Creer que hay tiempo para pensar. Creer que es suficiente que los asesores entiendan sobre materias económicas y que esto no es importante para el mismo. Creer que las estadísticas dicen toda la verdad o que solo dicen mentiras. Creer que hay hombres y mujeres que dejan pasar las oportunidades. Creer que no hay ninguna necesidad de explicar las políticas o acciones porque en el análisis final, las personas no entenderán. Creer todo o no creer nada de lo que dice el sector privado. Creer que la legislación puede regular los asuntos económicos y que los problemas de implementación son simplemente problemas policiales. Creer que la implementación de la política económica puede ser delegada en su totalidad en otros. Creer que lo que dice lo ha dicho en forma clara y no ambigua.

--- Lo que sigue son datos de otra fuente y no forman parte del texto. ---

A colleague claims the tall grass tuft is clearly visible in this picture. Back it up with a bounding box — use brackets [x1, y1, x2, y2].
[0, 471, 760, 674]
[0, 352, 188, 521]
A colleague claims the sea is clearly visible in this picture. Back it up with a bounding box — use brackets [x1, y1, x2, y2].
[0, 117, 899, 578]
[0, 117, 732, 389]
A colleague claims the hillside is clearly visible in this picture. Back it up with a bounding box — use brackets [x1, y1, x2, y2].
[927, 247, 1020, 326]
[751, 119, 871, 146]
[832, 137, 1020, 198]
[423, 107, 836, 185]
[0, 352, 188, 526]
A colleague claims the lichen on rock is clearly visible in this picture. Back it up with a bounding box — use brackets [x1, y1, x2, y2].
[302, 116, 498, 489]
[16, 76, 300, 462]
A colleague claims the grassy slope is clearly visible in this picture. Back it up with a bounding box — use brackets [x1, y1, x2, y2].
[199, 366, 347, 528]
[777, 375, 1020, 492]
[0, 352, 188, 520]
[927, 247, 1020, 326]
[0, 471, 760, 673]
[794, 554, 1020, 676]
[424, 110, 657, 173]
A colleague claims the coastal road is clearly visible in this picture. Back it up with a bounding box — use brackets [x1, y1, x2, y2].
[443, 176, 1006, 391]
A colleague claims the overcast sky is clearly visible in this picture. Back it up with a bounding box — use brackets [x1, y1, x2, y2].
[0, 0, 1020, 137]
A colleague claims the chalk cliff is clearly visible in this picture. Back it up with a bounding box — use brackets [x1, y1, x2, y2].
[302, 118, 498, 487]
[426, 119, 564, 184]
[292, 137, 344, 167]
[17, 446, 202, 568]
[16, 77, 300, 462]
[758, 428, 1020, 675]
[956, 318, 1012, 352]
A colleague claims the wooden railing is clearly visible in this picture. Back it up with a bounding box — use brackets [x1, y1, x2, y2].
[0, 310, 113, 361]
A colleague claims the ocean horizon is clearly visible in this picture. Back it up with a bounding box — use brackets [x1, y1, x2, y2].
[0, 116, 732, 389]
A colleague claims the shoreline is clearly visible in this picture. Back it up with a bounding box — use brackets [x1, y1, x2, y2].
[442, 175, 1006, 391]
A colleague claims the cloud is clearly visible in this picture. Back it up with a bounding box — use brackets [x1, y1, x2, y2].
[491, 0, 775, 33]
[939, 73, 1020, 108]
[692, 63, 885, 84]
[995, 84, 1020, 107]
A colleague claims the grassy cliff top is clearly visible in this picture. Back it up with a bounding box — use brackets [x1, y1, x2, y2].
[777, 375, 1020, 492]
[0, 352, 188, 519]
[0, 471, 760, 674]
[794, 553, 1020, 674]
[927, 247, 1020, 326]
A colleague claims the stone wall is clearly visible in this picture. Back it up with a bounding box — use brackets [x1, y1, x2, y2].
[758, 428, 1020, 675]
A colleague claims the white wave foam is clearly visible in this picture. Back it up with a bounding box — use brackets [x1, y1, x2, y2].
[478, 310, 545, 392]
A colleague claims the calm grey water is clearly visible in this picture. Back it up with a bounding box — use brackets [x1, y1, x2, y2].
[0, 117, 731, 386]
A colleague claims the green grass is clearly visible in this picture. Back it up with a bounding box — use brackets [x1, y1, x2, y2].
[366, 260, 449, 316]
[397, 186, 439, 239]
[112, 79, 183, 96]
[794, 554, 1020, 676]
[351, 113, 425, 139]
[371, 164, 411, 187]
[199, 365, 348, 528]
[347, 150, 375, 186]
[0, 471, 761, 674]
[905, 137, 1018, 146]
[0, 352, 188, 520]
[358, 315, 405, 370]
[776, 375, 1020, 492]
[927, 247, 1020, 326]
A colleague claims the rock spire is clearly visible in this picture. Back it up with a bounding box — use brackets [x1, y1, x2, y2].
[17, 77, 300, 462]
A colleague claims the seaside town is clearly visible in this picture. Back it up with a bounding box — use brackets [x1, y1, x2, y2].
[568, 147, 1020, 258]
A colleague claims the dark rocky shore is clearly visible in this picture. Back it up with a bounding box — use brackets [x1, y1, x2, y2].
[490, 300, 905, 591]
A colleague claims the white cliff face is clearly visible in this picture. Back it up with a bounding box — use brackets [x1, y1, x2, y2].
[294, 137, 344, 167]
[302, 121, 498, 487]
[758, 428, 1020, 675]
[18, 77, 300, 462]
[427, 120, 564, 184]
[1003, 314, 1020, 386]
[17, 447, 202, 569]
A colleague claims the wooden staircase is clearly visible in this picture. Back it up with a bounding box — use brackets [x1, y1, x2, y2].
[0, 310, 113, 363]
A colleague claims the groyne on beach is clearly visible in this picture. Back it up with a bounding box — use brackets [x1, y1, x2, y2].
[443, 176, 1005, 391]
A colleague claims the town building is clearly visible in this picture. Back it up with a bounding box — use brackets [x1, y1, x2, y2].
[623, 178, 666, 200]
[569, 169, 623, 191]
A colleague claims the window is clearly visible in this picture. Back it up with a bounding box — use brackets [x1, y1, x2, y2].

Creer que será capaz de vender el programa económico enseguida. Creer que la divulgación de la política económica es un problema de los periodistas. Creer que las tradiciones no importan o que lo son todo. Creer que sus esfuerzos serán posiblemente aplaudidos o que la historia lo recordará con gratitud. Creer que sus antecesores fallaron porque eran incompetentes. Y creer que no hay nadie haciendo cola para ser ministro de Economía. Recordemos que en argentina el ministro de Economía ha sido, tradicionalmente, el “zar” de la economía. En resumen, según Pablo, para que una política económica no sea un fracaso se necesita, por un lado, de un completo entendimiento del poder político del Gobierno y del poder del “zar” de la economía dentro de ese gobierno y por otro lado, de un entendimiento solido de la dinámica de la política económica.

Ahora deseo compartir con usted reflexiones de mi experiencia:

Mantenga una relación directa y sin intermediarios con el presidente. Antes de plantearle una recomendación de política económica al presidente, trate de alcanzar consenso con los ministros que tengan “vela en ese entierro”. Nunca se siente con el presidente para una decisión final, sin antes haber persuadido a los del gabinete que tengan que ver con el tema a discutir. Si iniciada la reunión con el presidente, usted nota que no tiene el respaldo suficiente para impulsar su recomendación, pida suspender la reunión y organice otra sesión de trabajo con sus colegas ministros, todo bajo la excusa de no hacerle perder tiempo al presidente.

Nunca discuta temas importantes de política económica con el presidente, en presencia de “asesores” que no dominan el tema, que desean ganar puntos ante el presidente, y peor aún, si sabe que ese “asesor” le tiene celos profesionales.

Cuando el huracán Mitch destruyó una gran parte de la infraestructura del país, uno de los asesores más cercanos al presidente recomendó que unilateralmente decretáramos una moratoria, es decir, la suspensión del pago de la deuda externa, lo cual hubiera hundido al país en una crisis económica, ya que nos hubieran suspendido la cooperación externa y no hubiéramos obtenido la condonación de la deuda externa.

Lo que hice fue solicitarle al presidente suspender la reunión y que me diera unas horas para presentarle las opciones posibles, con sus fortalezas y debilidades, para ello me reuní con mi equipo e invité al representante del FMI y a un expresidente del banco y concluimos que lo correcto era solicitar la cooperación internacional para hacerle frente a la tragedia y asegurarle a la comunidad internacional que cumpliríamos con nuestros compromisos financieros internacionales.

Así lo hicimos y recibimos el apoyo necesario para reconstruir la infraestructura destruida. Y luego de haberse ganado el apoyo del presidente, pídale que le ayude a vender dicha iniciativa al Poder Legislativo. Nunca vaya a vender una iniciativa a la Asamblea Nacional sin la autorización del presidente. Ese es un pecado mortal.